Une anecdote particulière sur cette édition 2013 ?

Je retiendrai 3 choses : les conditions difficiles (froid et vent) que tout les coureurs ont affronté. Ma copine qui courait le 57 km a eu les oreilles gelées et certains se sont gelés les yeux, les mains, les oreilles, les pieds ou encore les genoux.

La 2e concerne l’avant course. Le matin même de la course, la voiture ne fonctionnait pas, obligé de la pousser par deux fois, en chaussures de ski sur la route gelée. Petit coup de stress ! Et bon échauffement ? Pas sûr !

La 3 e enfin c’est lorsque nous nous sommes échappés avec Benoît à Bellefontaine peu après la descente du Risoux et assez loin de l’arrivée, personnellement j’étais déjà bien « entamé » et j’avoue qu’à ce moment là j’ai eu un doute quant à mes capacités de tenir jusqu’au bout pour le podium.

 

Il n’y a pas de recette miracle pour être performant

 

Concernant le parcours : quels sont selon vous les endroits clés du parcours et surtout pourquoi ?

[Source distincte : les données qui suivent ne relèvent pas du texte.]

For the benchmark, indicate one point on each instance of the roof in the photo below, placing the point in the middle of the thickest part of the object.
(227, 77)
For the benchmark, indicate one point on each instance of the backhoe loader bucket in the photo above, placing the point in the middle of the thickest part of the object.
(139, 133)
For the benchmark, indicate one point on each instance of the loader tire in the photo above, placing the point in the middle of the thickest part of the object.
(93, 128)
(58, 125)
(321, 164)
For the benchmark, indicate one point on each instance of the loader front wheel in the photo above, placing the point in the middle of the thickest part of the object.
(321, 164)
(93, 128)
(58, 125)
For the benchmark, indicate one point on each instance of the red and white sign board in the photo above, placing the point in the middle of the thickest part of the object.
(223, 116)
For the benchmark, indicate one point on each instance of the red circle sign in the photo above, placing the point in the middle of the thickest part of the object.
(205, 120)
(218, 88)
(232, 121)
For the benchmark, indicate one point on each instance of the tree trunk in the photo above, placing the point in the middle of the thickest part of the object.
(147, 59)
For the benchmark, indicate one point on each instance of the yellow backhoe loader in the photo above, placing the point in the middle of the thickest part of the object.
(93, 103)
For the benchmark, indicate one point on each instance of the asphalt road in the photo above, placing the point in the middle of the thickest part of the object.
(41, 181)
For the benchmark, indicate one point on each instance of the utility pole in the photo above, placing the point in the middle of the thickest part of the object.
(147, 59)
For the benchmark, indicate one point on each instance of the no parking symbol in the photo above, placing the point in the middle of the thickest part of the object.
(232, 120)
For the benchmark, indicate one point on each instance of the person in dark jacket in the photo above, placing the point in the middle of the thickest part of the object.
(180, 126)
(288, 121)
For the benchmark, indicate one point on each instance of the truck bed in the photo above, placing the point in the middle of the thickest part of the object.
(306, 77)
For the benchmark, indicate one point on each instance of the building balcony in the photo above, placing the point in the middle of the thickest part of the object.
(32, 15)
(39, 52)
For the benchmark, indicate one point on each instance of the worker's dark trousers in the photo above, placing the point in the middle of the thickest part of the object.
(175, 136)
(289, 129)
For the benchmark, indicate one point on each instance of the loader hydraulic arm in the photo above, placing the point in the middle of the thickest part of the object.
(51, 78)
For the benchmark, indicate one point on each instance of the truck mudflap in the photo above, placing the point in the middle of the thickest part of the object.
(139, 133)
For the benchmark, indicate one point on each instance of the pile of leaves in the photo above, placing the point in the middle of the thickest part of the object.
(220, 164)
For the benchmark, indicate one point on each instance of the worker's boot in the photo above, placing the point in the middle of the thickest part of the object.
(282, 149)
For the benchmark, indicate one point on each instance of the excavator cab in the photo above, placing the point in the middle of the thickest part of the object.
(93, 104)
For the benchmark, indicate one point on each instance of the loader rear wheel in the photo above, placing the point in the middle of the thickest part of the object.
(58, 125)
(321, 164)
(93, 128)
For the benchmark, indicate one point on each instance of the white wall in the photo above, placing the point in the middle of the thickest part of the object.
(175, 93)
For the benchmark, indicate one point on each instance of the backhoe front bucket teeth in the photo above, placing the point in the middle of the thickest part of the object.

Il y a la montée du Risoux de part sa longueur et sa relative difficulté il faut être placé et vigilant par rapport aux éventuelles échappées qui pourraient se former, et prendre le bon wagon. La montée de la Célestine au  Pré Poncet pour les mêmes raisons. C’est une des dernières difficultés et l’endroit est propice pour porter une attaque décisive

Pour moi ce sont les 2 endroits clés du parcours mais en général mieux vaut être à l’affût sur tout le tracé.

 

Quels conseils donneriez-vous à des champions comme à des amateurs pour boucler les 76 km  du parcours ?

Un  entraînement continu et constant est à mon avis la base pour terminer la course dans de bonnes conditions : il n’y a pas de recette miracle. Bien repérer le parcours et surtout pas en une seul fois 🙂 afin de l’avoir en tête le jour J. Ne pas négliger les ravito et ne pas hésiter à se fixer un objectif.